Previous abstract Next abstract

Session 19 - The Sun.
Oral session, Monday, June 08
Friars,

[19.05] On the Interplanetary Magnetic Field

S. J. Goldstein Jr. (U. Virginia)

The presently accepted model (Parker, 1963) has magnetic flux lines rooted to the photosphere that follow an Archimedean spiral into interstellar space. The currents necessary to produce such a model would quickly merge into a small number of current loops that produce dipole fields. There is no known way of generating or replacing them. It is also difficult to understand how the flux lines produce zero divergence as the fourth Maxwell equation requires. I propose that there is a uniform magnetic field in interplanetary space, that determined by Rand and Kulkarni (1989, Ap.J. 343, 760) for the local spiral arm. It has a strength of .16 nT and its direction differs from that of the sun's pole by less than 23 deg.

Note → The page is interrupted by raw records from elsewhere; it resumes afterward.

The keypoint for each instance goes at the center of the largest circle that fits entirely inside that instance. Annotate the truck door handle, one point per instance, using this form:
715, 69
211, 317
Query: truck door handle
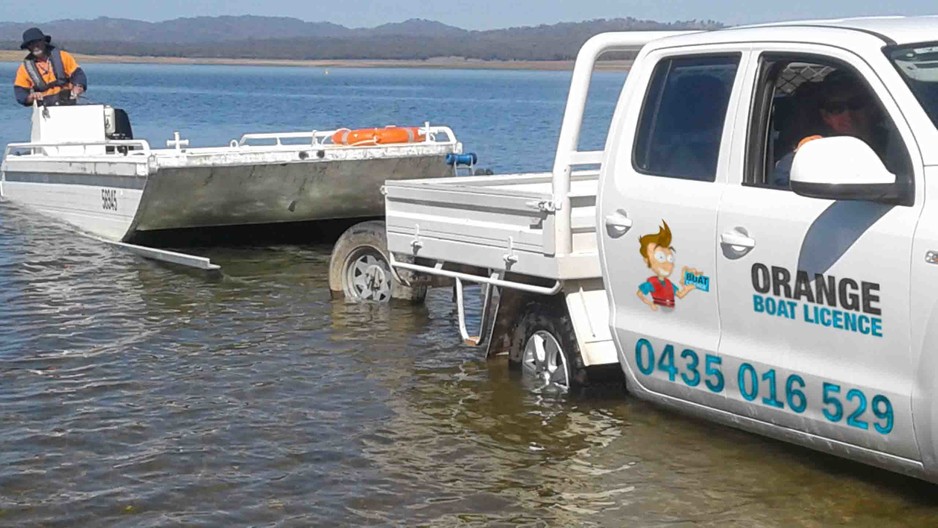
618, 223
738, 240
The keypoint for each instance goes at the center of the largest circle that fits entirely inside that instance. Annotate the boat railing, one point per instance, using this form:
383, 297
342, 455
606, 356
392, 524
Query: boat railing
121, 147
437, 135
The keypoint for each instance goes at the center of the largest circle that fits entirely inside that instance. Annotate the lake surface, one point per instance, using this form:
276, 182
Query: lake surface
134, 394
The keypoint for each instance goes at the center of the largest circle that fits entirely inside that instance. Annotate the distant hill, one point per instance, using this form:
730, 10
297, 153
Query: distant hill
257, 37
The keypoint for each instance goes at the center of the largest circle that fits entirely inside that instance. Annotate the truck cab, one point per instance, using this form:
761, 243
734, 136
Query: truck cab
767, 249
753, 246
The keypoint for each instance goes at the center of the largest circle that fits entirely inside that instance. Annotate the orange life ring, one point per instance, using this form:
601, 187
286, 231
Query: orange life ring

The curved paths followed by the exciting particles for type III solar bursts seen from the Ulysses spacecraft (Reiner et al., 1995, Sci. 270, 461) are the result of the Lorentz force acting on the net charge of the exciting particles. I calculate charge to mass ratios for the first three of their four observations, in terms of the proton charge to mass ratio. The results are 1/87, 1/81, and -1/43. Since current rings in space expand, the global current rings recently observed in the corona from the SOHO spacecraft, the heliospheric current sheets, and certain magnetized clouds all provide mechanisms for generating large scale magnetic fields. Perhaps these mechanisms also generate the magnetic field in the spiral arm. If so, the stars in the arm have correlated spin axes.